Just over half (50.9%) of primary school children had antibodies against the coronavirus between 6 and 17 December, right before the outbreak of the fifth wave in Belgium, according to research by the Sciensano national health institute and KU Leuven.
The percentage in December, right before the start of the Omicron wave, was roughly double the previous measurement in September-October 2021, when 26.6% of primary school children had antibodies. This means that a large number of primary school children contracted a Covid-19 infection with the Delta variant in the fourth wave that started in October 2021.
“Our findings show that the Delta variant of the coronavirus caused a larger virus circulation among children than previous variants,” Sciensano researcher Els Duysburgh said in a press release.
During the fifth and final tests in December 2021, when children under 12 were not yet eligible for vaccination, 50.9% of the 432 pupils tested had antibodies against the coronavirus. The sample is representative of all pupils in Belgium.
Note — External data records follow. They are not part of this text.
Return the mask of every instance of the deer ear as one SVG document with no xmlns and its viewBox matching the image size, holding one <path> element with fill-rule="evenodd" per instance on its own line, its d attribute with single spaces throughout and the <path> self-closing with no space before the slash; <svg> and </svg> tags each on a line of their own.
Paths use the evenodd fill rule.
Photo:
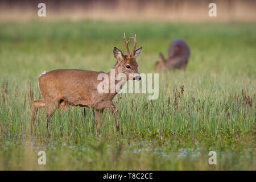
<svg viewBox="0 0 256 182">
<path fill-rule="evenodd" d="M 115 57 L 117 60 L 119 61 L 122 61 L 123 60 L 123 55 L 121 51 L 120 51 L 115 47 L 114 47 L 114 50 L 113 51 L 113 52 L 114 53 L 114 56 L 115 56 Z"/>
<path fill-rule="evenodd" d="M 137 59 L 139 56 L 139 54 L 141 53 L 141 51 L 142 49 L 142 47 L 141 47 L 140 48 L 137 49 L 135 51 L 135 53 L 134 53 L 134 57 L 135 58 Z"/>
</svg>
“This large virus circulation was also observed in the general population during the fourth wave, despite high vaccination coverage in this group,” she added. “This trend appears to be reinforced with the current Omicron variant.”
Sciensano also found striking regional differences: in Wallonia, 58.6% of pupils had antibodies, compared to 48.2% in Flanders and 47.3% in Brussels.
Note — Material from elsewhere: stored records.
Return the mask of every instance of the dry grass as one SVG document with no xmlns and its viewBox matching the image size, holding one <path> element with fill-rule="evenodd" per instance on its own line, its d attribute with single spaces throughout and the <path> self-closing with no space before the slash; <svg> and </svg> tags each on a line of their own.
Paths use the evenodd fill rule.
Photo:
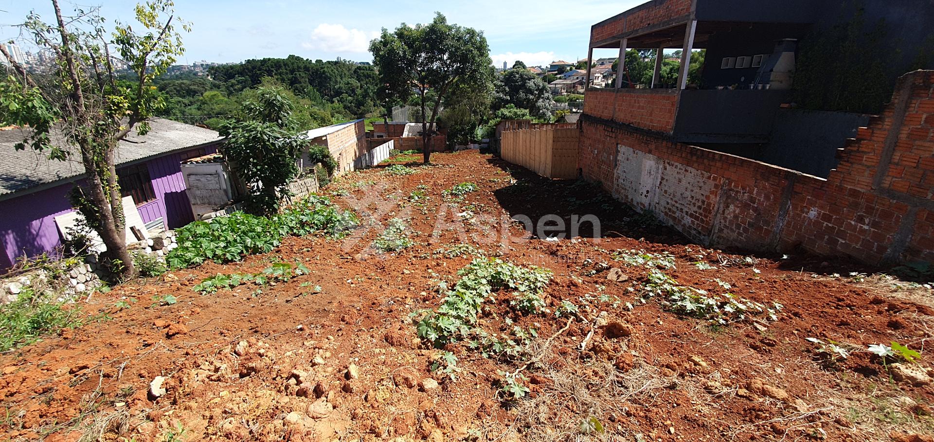
<svg viewBox="0 0 934 442">
<path fill-rule="evenodd" d="M 638 431 L 630 429 L 638 426 L 628 421 L 627 406 L 650 405 L 660 391 L 677 382 L 642 362 L 627 372 L 602 360 L 538 364 L 534 372 L 545 381 L 535 397 L 516 405 L 517 419 L 512 425 L 522 440 L 531 442 L 640 440 Z M 591 418 L 604 432 L 587 431 Z"/>
</svg>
In a survey accompanying the study, 26.9% of pupils reported having had a confirmed Covid-19 infection since the start of the pandemic. For 15.5% of pupils, this occurred between October and December.
Even though half of primary school children already contracted Covid-19, only one in four reported an infection that was confirmed by PCR or rapid test, meaning that many children with antibodies do not even know they have been infected.
Children who come into contact with the coronavirus rarely become severely ill, and none of the participating children reported to have been hospitalised because of Covid-19.